Normally, urine is straw-yellow in color. Discoloration of urine is possible in a number of physiological and pathological conditions.

Urine color
Urine color causes
Normal urine
Amber or straw-yellow Urochrome A and B, uroerythrin, urobilin and hematoporphyrin
Physiological hyperchromeuriah Oliguria (limit drinking, sweating, the use of carrots as food)
Physiological hypochromeuriah Polyuria (increased drinking, diuretic foods)
Pathology
Hyperchromeuriah - diarrheas
- toxicosis
- fever
- vomiting
- liver disease
- heart disease
- hemolytic condition
Hypochromeuriah - diabetes mellitus
- diabetes insipidus
- nephrosclerosis
Red or pink-red - hematuria
- porphyrinuria
- red streptocide, amidopyrine, antipyrine, santonin and sulfazole drugs intake
Green or blue - methylene blue intake
- in severe obstructive jaundice (biliverdin)
Intensely yellow or brown - bilirubinuria
- methemoglobinuria
- porphyrinuria
- hemoglobinuria
- myoglobinuria
Milky white - Lipiduria or lipuria, chyluria (lipids in urine)
Black-brown - alkaptonuria (AKU)
- melanosis
- salol and naphthol intake
Orange - riboflavin intake

 

Urine appearance

Normal urine is clear. When standing in the container it forms a light haze. Clouding is caused by crystals of urine (crystalluria), cellular elements, bacteria, mucus, and fat.

 

Urine odor

Freshly collected urine has no odor. Smell of ammonia is observed when standing normal urine in patients with cystitis, pyelitis, pyelonephritis. If ketonuria appears "apple" and "fruit" odor. The sharp smell of urine by eating garlic and horseradish.

 

Urine pH level

The reaction of normal urine (with mixed food) acid or neutral (pH 5,5–7,0), but more often the pH is about 5-6. Standing urine (in container) released carbonic acid and the pH shifted to the alkaline side. The reaction of urine can vary depending on diet: protein foods causes the pH shifts to the acid side, the predominance of carbohydrate foods — to the alkaline side.

Urine pH level
Blood pH level
Pathology
Acidic Acidic - diabetes (precoma, coma-ketones)
- feverish conditions
- starvation
- renal insufficiency
- renal tuberculosis
- leukemias
Alkaline Alkaline - cystitis, pyelitis
- hematuria
- after vomiting and diarrhea
- during resorption of exudate, transudate
- soda and mineral water intak
Alkaline Acidic - hyperchloraemic acidosis
- renal tubular acidosis
- chronic urinary tract infections (bacterial decomposition of urine nitrogen compounds to ammonia)
Acidic Alkaline - hypokalemic (low potassium) condition (paradoxical aciduria)

 

Urine specific gravity

Urine specific gravity (SPEC GRAV) ranges from 1.001 to 1.040 in adults and 1.002–1.030 to the child of early age, and in the first days after birth is 1.022–1.020. The SPEC GRAV depends on the amount of fluid, concentration of protein in the urine, glucose, calcium, etc. So the SPEC GRAV is proportional to the weight concentration of substances dissolved in it. The definition of a SPEC GRAV is used to assess the concentration function of the kidneys.
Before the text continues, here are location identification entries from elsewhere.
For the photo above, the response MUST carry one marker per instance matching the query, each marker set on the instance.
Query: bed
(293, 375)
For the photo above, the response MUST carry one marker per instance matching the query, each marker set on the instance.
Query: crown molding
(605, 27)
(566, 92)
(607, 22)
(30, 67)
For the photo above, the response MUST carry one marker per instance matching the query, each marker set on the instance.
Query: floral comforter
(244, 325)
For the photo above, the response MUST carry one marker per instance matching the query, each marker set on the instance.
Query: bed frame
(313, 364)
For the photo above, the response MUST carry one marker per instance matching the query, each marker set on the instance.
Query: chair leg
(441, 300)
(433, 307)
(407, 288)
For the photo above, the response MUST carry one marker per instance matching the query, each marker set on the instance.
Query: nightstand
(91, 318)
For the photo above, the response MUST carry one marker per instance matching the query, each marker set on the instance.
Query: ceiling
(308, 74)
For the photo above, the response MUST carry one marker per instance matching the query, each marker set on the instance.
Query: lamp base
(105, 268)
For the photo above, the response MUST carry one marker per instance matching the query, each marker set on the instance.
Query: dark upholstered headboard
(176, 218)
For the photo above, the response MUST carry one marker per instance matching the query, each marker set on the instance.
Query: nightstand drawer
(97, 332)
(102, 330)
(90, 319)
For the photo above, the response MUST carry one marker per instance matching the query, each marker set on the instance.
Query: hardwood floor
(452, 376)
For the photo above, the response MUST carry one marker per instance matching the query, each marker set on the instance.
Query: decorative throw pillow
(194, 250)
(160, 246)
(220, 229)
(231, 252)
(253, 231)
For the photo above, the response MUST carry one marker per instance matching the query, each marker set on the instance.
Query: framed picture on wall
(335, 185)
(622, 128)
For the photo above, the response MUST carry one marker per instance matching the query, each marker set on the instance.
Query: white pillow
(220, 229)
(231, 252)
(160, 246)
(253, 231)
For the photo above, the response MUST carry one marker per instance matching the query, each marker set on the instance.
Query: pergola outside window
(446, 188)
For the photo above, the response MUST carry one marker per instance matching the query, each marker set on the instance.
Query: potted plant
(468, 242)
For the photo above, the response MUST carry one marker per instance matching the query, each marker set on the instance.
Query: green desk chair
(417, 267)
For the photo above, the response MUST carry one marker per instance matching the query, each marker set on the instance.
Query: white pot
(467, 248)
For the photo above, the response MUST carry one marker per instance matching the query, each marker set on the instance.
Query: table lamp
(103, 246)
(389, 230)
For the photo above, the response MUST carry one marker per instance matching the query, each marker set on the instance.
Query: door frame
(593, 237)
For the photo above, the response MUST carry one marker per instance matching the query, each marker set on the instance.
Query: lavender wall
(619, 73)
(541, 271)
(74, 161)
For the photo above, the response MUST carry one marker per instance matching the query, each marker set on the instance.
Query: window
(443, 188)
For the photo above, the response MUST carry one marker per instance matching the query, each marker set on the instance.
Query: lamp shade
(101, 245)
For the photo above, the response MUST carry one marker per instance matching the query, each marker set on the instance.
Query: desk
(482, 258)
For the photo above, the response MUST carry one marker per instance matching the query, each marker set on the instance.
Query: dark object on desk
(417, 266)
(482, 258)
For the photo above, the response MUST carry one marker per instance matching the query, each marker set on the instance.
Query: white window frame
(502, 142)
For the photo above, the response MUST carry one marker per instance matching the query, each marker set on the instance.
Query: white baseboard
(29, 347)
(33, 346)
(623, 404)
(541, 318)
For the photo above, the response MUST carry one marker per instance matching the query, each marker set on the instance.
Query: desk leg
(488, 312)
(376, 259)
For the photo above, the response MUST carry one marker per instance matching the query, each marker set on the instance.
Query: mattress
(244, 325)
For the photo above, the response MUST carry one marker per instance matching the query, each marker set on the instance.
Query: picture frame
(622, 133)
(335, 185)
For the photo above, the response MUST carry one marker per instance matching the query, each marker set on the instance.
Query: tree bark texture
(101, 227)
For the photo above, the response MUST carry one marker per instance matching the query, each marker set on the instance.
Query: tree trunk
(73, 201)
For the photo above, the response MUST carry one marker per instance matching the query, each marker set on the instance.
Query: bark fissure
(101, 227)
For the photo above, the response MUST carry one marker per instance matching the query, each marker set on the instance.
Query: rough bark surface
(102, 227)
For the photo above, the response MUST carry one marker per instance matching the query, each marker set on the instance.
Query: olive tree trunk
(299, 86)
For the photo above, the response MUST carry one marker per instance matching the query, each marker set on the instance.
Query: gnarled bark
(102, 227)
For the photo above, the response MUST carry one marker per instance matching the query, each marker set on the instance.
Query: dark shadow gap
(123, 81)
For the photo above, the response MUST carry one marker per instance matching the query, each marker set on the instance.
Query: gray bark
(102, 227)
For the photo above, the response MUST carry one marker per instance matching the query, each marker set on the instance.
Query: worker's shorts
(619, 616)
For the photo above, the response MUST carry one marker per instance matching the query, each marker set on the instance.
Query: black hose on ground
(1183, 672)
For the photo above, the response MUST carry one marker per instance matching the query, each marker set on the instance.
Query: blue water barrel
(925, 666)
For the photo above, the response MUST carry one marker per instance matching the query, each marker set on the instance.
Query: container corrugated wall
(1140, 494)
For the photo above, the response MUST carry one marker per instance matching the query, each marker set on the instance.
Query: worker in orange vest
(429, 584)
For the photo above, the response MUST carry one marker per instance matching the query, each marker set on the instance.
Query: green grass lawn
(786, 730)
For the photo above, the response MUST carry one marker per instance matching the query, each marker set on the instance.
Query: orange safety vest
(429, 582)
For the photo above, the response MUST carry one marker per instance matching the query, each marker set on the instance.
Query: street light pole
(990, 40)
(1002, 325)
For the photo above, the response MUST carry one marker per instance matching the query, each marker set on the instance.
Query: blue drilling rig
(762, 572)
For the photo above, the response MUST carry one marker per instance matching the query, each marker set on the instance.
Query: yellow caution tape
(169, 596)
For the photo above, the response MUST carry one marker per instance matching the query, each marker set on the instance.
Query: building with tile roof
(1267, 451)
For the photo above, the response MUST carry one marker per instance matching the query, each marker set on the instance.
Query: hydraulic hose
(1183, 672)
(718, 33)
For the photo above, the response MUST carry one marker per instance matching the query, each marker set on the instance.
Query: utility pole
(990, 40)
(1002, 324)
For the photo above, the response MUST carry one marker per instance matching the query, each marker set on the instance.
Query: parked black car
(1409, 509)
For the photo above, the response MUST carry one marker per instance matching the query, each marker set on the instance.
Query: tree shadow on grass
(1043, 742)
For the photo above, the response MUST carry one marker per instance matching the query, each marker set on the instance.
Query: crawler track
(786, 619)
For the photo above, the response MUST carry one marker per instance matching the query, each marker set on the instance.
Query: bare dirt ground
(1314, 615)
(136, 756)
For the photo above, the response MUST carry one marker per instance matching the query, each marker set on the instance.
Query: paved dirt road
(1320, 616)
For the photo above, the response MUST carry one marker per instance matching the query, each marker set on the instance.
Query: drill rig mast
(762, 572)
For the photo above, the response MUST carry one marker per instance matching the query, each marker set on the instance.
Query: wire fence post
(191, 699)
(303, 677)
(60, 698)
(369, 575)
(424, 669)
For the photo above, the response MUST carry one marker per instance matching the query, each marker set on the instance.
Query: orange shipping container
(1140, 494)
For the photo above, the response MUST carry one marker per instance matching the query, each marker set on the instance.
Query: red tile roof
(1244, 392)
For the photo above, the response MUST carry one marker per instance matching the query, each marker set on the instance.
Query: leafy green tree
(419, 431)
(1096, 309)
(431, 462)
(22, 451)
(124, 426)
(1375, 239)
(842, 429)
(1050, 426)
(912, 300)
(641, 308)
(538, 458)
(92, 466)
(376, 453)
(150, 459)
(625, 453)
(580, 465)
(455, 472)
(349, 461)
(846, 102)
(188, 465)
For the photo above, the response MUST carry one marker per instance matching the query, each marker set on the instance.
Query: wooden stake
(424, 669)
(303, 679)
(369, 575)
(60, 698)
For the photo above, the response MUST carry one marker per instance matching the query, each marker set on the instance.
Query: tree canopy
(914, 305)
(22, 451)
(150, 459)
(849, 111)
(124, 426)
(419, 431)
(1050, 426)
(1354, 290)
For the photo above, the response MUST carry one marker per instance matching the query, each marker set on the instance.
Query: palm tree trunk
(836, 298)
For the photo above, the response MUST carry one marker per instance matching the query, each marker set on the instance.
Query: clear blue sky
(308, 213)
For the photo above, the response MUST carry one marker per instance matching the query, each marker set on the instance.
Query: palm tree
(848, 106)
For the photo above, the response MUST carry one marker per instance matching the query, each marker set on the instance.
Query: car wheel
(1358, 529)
High urine specific gravity, up to 1.030–1.034, often can be observed:

  • in morning urine samples of healthy individuals, especially in the summer season
  • in febrile patients due to the increased release of urea, uric acid, creatinine, a reduced amount of urine
  • during amyloid and lipoid nephrosis
  • in diabetes mellitus, alimentary glycosuria
  • in "congestive kidney"

In elderly patients with diabetes mellitus due to atherosclerotic renal vascular changes reduced the filtration process. Urine specific gravity varies between 1.020–1.024 at a very reasonable glycosuria. Low urine specific gravity is observed in the excretion of large quantities of urine (polyuria) and organic lesions of the kidneys.